In [1]:
import requests
from bs4 import BeautifulSoup
import time
import numpy as np
import pandas as pd

In [2]:
# first pull the HTML from the page that links to all of the pages with the links.
# in this case, this page gives the links list pages of sci-fi films by decade.
# just go to https://en.wikipedia.org/wiki/Lists_of_science_fiction_films
# to see what I'm pulling from.
html = requests.get('https://en.wikipedia.org/wiki/Lists_of_science_fiction_films')

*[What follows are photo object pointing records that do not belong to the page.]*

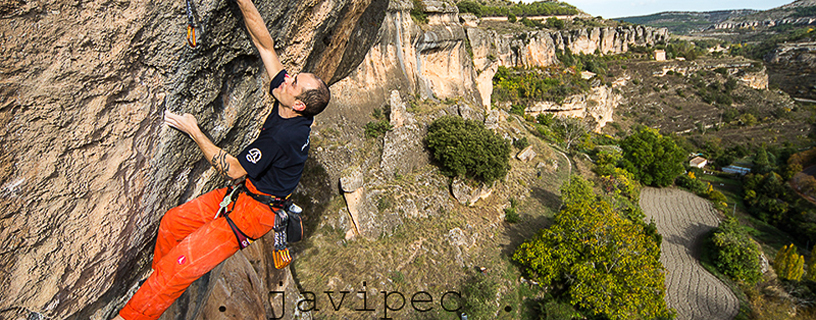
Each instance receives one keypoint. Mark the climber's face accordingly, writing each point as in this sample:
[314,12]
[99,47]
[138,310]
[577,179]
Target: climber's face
[289,92]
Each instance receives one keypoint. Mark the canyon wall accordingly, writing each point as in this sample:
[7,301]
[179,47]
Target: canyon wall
[87,168]
[538,49]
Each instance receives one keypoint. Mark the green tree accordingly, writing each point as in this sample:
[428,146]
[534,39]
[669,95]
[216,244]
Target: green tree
[735,254]
[653,159]
[465,148]
[570,129]
[811,270]
[762,163]
[605,263]
[789,264]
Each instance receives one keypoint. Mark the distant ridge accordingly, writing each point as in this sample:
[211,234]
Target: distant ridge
[683,22]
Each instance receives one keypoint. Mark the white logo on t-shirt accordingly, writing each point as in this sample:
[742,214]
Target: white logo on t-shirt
[254,155]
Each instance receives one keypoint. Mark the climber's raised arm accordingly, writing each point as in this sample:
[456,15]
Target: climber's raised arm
[260,37]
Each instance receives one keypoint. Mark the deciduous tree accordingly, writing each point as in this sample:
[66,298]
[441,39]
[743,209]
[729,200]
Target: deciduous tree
[789,264]
[466,148]
[605,262]
[653,159]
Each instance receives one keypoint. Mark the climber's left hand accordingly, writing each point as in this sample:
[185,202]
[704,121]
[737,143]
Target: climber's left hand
[185,123]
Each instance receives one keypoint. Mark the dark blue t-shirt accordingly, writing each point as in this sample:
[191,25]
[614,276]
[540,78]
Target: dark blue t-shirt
[274,161]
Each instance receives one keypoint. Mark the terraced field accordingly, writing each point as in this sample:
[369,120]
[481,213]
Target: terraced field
[683,219]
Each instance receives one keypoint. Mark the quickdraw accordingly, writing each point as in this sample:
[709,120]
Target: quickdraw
[288,223]
[192,26]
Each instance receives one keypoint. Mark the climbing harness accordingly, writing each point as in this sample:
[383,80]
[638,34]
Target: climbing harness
[230,197]
[288,226]
[288,222]
[192,27]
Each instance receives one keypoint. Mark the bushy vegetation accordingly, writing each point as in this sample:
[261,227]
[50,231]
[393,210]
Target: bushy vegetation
[716,92]
[789,264]
[600,261]
[701,188]
[479,297]
[784,33]
[735,254]
[465,148]
[770,198]
[652,158]
[525,86]
[378,127]
[682,48]
[418,12]
[520,9]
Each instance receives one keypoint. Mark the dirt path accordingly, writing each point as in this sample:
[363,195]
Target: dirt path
[683,219]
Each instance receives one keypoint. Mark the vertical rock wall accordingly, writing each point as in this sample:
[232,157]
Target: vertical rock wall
[87,168]
[538,49]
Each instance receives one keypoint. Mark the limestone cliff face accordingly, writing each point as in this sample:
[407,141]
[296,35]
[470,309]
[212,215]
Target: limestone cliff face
[537,49]
[428,59]
[87,168]
[599,103]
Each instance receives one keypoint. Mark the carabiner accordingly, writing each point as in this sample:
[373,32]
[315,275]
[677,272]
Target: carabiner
[191,36]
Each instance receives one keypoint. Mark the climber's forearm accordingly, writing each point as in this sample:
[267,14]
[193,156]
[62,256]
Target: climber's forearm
[260,37]
[224,163]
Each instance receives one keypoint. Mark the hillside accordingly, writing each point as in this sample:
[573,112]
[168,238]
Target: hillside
[685,22]
[89,168]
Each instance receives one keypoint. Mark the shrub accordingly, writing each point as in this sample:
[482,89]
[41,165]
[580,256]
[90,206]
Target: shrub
[479,294]
[653,159]
[465,148]
[521,143]
[374,129]
[418,12]
[789,264]
[735,254]
[471,7]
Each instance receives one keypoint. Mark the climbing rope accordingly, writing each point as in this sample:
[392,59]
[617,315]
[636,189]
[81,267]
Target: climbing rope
[192,26]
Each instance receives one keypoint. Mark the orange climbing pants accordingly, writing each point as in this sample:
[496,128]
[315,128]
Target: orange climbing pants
[191,243]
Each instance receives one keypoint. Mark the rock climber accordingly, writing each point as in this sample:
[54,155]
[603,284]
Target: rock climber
[191,241]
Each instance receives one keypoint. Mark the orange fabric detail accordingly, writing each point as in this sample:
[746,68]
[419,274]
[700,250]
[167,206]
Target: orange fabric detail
[190,244]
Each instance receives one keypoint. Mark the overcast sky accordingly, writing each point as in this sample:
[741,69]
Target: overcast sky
[624,8]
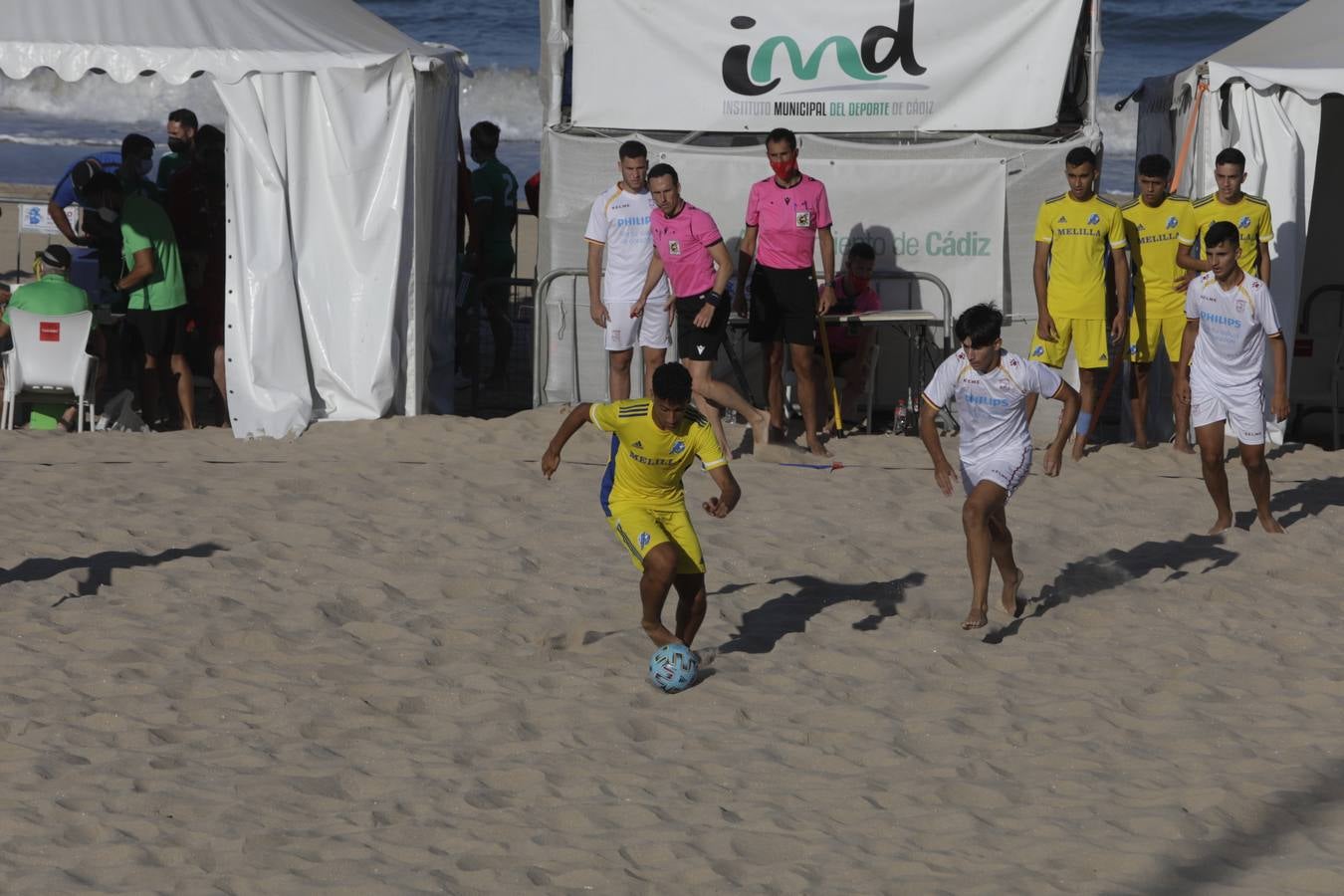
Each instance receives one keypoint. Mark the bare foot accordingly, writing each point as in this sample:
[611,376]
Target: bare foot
[976,618]
[1009,598]
[1270,524]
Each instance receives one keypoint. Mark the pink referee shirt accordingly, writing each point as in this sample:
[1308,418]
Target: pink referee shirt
[683,243]
[789,218]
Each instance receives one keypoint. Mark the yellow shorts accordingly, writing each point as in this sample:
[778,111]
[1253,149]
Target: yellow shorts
[1145,335]
[1090,341]
[641,530]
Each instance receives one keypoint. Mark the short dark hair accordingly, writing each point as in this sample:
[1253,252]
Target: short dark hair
[1155,165]
[980,324]
[486,135]
[136,144]
[783,134]
[863,251]
[1222,231]
[672,383]
[1232,156]
[103,183]
[184,117]
[664,169]
[1081,156]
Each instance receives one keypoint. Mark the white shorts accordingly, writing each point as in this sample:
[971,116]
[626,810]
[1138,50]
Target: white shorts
[1243,411]
[1006,469]
[652,330]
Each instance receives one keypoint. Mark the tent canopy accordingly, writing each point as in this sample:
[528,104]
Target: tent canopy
[1298,50]
[179,39]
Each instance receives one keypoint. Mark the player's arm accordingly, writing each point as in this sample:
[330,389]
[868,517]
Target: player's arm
[595,308]
[826,241]
[1055,453]
[571,425]
[651,280]
[1121,322]
[1278,350]
[1040,278]
[943,472]
[729,492]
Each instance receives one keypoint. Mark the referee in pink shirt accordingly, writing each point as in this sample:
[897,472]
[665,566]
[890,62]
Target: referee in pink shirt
[786,214]
[688,247]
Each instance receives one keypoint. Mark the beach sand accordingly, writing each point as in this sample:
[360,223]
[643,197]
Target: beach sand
[390,657]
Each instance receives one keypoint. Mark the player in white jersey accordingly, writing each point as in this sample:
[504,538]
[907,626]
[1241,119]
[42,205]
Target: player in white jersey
[1229,318]
[991,387]
[620,225]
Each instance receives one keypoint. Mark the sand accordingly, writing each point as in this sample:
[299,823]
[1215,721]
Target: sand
[391,658]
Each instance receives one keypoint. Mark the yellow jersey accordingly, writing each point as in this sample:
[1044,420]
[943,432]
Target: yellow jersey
[1078,234]
[1252,222]
[1153,237]
[648,462]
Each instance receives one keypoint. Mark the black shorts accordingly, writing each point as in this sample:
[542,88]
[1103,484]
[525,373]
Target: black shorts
[161,334]
[784,307]
[695,344]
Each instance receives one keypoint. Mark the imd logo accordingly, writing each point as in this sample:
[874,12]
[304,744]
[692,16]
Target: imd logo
[750,70]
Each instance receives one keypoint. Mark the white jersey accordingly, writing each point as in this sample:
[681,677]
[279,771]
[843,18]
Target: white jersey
[992,407]
[620,220]
[1232,326]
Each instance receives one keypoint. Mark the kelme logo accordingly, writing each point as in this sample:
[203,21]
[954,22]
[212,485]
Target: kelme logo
[752,70]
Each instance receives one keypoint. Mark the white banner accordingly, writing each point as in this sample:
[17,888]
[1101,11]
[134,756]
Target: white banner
[853,66]
[944,216]
[37,219]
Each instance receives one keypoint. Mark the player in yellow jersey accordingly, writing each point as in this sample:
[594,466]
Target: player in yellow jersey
[1248,214]
[1156,226]
[653,441]
[1072,233]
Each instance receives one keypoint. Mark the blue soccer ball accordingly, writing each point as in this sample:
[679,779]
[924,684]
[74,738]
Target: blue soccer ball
[674,668]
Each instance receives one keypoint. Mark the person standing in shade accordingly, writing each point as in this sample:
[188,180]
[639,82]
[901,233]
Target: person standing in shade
[787,214]
[618,227]
[1156,229]
[1072,233]
[1248,214]
[1230,318]
[495,189]
[688,247]
[156,289]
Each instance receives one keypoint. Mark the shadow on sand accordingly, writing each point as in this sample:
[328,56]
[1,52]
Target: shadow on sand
[100,567]
[789,612]
[1116,567]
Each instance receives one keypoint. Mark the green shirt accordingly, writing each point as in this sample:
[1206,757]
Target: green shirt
[53,295]
[144,225]
[494,183]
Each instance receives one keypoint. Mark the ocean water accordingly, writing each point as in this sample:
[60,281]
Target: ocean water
[46,123]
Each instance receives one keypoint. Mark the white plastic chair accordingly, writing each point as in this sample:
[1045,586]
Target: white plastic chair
[49,362]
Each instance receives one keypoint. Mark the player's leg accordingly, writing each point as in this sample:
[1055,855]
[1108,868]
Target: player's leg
[1210,439]
[1001,547]
[986,497]
[618,372]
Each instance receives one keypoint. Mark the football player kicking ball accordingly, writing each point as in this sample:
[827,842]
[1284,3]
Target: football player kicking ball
[991,387]
[1229,315]
[653,441]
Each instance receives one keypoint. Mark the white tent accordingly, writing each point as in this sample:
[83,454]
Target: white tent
[340,187]
[1267,96]
[961,140]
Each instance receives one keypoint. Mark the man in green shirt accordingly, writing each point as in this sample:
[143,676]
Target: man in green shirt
[53,293]
[495,189]
[156,289]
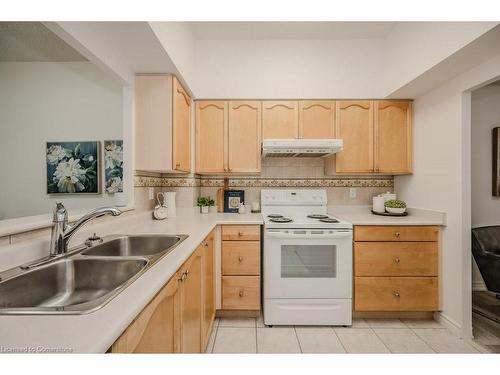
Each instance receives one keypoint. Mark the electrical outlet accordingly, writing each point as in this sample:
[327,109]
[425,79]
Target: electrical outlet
[353,193]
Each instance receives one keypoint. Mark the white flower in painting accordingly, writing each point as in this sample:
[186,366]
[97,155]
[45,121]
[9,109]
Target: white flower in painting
[113,157]
[56,153]
[67,176]
[115,185]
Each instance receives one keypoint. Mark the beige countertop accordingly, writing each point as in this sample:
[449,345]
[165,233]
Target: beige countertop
[362,215]
[96,331]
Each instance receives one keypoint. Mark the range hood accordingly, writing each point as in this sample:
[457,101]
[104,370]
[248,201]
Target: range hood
[300,147]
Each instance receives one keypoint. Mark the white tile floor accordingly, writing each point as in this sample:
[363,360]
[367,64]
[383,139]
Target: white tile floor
[250,335]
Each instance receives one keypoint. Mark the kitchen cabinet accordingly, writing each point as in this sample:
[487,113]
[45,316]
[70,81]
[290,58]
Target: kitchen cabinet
[191,281]
[211,136]
[280,119]
[393,137]
[241,267]
[208,287]
[377,137]
[228,136]
[396,268]
[244,136]
[162,124]
[157,328]
[317,119]
[354,125]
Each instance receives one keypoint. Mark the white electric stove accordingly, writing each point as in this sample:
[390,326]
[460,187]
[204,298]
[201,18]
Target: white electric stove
[307,260]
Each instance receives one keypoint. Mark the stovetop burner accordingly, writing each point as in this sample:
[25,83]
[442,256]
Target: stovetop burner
[281,220]
[317,216]
[329,220]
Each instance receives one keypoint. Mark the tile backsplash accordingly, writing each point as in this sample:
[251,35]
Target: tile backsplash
[275,173]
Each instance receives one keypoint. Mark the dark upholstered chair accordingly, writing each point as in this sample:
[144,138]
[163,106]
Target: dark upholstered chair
[486,251]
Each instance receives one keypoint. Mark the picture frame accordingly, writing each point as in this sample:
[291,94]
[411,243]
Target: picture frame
[232,200]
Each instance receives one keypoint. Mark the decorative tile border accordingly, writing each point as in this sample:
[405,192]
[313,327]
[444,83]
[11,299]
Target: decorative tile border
[197,181]
[157,181]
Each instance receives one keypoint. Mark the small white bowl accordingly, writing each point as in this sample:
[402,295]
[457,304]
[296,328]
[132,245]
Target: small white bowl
[393,210]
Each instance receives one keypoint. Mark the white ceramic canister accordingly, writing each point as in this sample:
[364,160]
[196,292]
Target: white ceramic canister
[378,203]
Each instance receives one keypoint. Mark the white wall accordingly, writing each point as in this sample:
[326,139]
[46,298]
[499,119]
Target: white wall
[441,180]
[288,69]
[415,47]
[42,102]
[485,116]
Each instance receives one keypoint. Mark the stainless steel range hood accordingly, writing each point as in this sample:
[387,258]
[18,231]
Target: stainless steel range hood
[300,147]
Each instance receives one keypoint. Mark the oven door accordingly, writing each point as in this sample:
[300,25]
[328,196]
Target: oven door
[307,263]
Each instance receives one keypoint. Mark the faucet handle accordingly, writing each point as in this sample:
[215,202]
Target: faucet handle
[60,213]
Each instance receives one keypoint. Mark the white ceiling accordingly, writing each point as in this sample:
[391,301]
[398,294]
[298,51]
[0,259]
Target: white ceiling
[32,41]
[291,30]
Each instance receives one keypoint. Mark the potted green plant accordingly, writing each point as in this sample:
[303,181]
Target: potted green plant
[211,205]
[395,206]
[202,202]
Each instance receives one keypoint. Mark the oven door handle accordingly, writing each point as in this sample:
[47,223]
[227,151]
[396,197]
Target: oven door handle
[309,235]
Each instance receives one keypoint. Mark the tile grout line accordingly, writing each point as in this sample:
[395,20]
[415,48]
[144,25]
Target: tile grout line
[297,337]
[338,338]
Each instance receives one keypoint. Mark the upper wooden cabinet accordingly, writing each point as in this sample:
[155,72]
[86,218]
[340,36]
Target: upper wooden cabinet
[354,125]
[157,328]
[162,124]
[393,148]
[377,137]
[211,136]
[244,136]
[228,136]
[280,119]
[317,119]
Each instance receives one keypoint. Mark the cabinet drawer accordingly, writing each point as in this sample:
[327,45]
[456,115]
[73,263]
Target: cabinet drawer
[395,233]
[395,259]
[396,294]
[241,258]
[241,292]
[241,232]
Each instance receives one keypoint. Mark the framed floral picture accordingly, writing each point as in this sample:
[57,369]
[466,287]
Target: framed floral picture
[113,166]
[73,167]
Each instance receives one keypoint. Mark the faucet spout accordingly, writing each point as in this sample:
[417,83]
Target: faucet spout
[62,231]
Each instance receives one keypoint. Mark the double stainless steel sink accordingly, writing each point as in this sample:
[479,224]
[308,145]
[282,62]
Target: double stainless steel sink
[85,279]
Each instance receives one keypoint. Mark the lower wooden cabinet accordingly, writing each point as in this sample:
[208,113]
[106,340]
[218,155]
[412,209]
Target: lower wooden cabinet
[396,268]
[179,318]
[157,328]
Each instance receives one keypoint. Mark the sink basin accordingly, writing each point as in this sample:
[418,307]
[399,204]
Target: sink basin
[69,285]
[140,245]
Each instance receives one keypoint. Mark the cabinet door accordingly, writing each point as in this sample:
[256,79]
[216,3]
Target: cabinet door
[191,303]
[211,136]
[181,128]
[157,328]
[317,119]
[280,119]
[208,287]
[354,125]
[244,136]
[393,137]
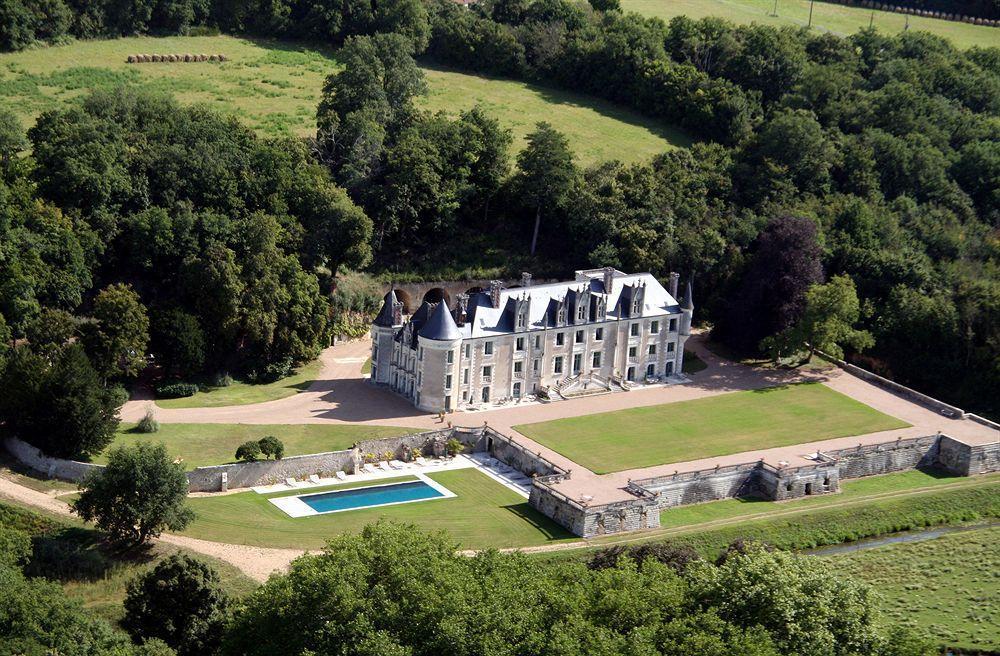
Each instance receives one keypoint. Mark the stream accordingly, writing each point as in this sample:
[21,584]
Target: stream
[916,535]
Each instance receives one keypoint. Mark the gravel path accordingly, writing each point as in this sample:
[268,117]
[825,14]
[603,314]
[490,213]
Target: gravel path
[256,562]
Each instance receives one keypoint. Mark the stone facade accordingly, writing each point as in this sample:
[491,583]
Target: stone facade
[602,331]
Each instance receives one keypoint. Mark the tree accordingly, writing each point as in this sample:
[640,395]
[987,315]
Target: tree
[140,493]
[12,137]
[248,451]
[118,340]
[770,296]
[546,172]
[271,446]
[181,602]
[827,324]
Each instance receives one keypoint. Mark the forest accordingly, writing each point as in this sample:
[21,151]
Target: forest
[133,226]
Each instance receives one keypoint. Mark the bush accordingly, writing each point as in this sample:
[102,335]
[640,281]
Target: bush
[248,451]
[148,423]
[271,446]
[181,602]
[176,390]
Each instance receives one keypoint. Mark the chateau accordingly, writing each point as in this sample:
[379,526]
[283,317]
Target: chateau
[603,331]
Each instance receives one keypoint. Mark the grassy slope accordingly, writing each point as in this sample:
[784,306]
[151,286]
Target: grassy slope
[67,552]
[239,393]
[826,16]
[948,587]
[702,428]
[484,514]
[275,86]
[214,444]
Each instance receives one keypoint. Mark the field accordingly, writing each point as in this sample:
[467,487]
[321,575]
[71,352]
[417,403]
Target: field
[484,514]
[275,86]
[829,17]
[214,444]
[947,587]
[703,428]
[67,552]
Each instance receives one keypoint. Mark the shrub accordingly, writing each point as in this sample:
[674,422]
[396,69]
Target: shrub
[176,390]
[148,423]
[271,446]
[181,602]
[248,451]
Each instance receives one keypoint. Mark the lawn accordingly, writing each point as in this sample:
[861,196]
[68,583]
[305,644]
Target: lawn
[240,393]
[484,514]
[830,17]
[214,444]
[948,587]
[275,86]
[703,428]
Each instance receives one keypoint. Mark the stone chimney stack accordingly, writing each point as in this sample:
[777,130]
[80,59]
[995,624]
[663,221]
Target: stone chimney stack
[675,279]
[495,287]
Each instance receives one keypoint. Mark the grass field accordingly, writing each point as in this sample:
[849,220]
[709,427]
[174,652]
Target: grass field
[948,587]
[67,552]
[275,86]
[484,514]
[215,444]
[828,17]
[703,428]
[240,393]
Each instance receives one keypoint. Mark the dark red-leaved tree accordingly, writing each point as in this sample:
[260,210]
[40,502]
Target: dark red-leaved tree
[771,292]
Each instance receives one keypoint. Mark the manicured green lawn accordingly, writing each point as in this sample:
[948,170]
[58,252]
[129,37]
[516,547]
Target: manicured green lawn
[215,444]
[948,588]
[714,426]
[850,490]
[830,17]
[275,86]
[239,393]
[484,514]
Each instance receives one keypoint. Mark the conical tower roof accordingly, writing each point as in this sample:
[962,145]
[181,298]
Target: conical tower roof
[440,326]
[384,317]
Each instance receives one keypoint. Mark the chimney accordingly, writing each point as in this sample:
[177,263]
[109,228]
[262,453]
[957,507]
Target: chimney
[675,279]
[462,309]
[495,287]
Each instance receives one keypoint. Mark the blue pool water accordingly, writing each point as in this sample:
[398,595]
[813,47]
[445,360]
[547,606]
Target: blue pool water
[366,497]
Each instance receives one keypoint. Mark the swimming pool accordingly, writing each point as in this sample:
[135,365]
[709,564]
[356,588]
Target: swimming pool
[370,496]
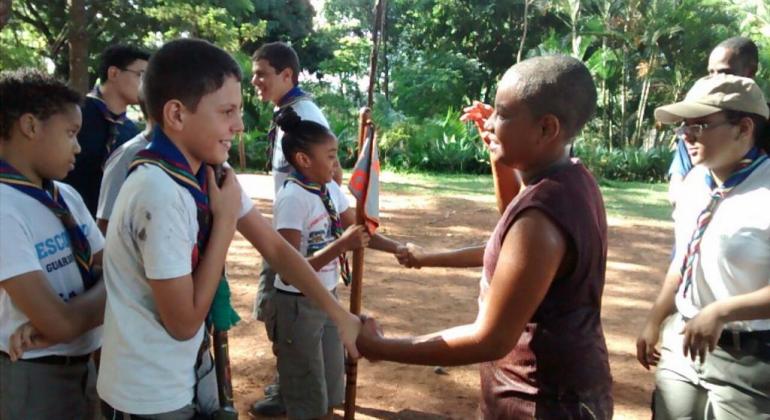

#turn the HTML into a beautiful soup text object
b = BeautifulSoup(html.text, 'lxml')

In [3]:

# create an mpty list where those links will go.
links = []

# in this case, all of the links we're in a '<li>' brackets.
for i in b.find_all(name = 'li'):
    # pull the actual link for each one
    for link in i.find_all('a', href=True):
        links.append(link['href'])
# the above code ends up pulling more links than I want,
# so I just use the ones I want
links = links[1:11]
# each link only returns something like 'wiki/List_of_science_fiction_films_of_the_1920s'
# so I add the other part of the URL to each.
decade_links = ['https://en.wikipedia.org' + i for i in links]

In [4]:
decade_links

['https://en.wikipedia.org/wiki/List_of_science_fiction_films_before_1920',
 'https://en.wikipedia.org/wiki/List_of_science_fiction_films_of_the_1920s',
 'https://en.wikipedia.org/wiki/List_of_science_fiction_films_of_the_1930s',
 'https://en.wikipedia.org/wiki/List_of_science_fiction_films_of_the_1940s',
 'https://en.wikipedia.org/wiki/List_of_science_fiction_films_of_the_1950s',
 'https://en.wikipedia.org/wiki/List_of_science_fiction_films_of_the_1960s',
 'https://en.wikipedia.org/wiki/List_of_science_fiction_films_of_the_1970s',
 'https://en.wikipedia.org/wiki/List_of_science_fiction_films_of_the_1980s',
 'https://en.wikipedia.org/wiki/List_of_science_fiction_films_of_the_1990s',
 'https://en.wikipedia.org/wiki/List_of_science_fiction_films_of_the_2000s',
 'https://en.wikipedia.org/wiki/List_of_science_fiction_films_of_the_2010s',
 'https://en.wikipedia.org/wiki/List_of_science_fiction_films_of_the_2020s',
 'https://en.wikipedia.org/wiki/List_of_science_fiction_television_films',
 '

In [12]:
# create two new lists, one for the title of the page, 
# and one for the link to the page
film_titles = []
film_links = []
# for loop to pull from each decade page with list of films.
# look at https://en.wikipedia.org/wiki/List_of_science_fiction_films_of_the_1920s
# to follow along as an exampe
for decade in decade_links[-2:]:
    print(f'Collecting films from {decade}')
    html = requests.get(decade)
    b = BeautifulSoup(html.text, 'lxml')
    # get to the table on the page
    for i in b.find_all(name='table', class_='wikitable'):
        # get to the row of each film
        for j in i.find_all(name='tr'):
            #get just the title cell for each row.
            # contains the title and the URL
            for k in j.find_all(name='i'):
                # get within that cell to just get the words
                for link in k.find_all('a', href=True):
                    # get the title and add to the list
                    film_titles.append(link['title'])
                    # get the link and add to that list
                    film_links.append(link['href'])
    #be a conscientious scraper and pause between scrapes
    time.sleep(1)
print(f'Number of Film Links Collected: {len(film_links)}')
print(f'Number of Film Titles Collected: {len(film_titles)}')
# remove film links that don't have a description page on Wikipedia
new_film_links = [i for i in film_links if 'redlink' not in i]
# same goes for titles
new_film_titles = [i for i in film_titles if '(page does not exist)' not in i]
print(f'Number of Film Links with Wikipedia Pages: {len(new_film_links)}')
print(f'Number of Film Titles with Wikipedia Pages: {len(new_film_titles)}')
#use this list to fetch from the API
title_links = list(zip(new_film_titles, new_film_links))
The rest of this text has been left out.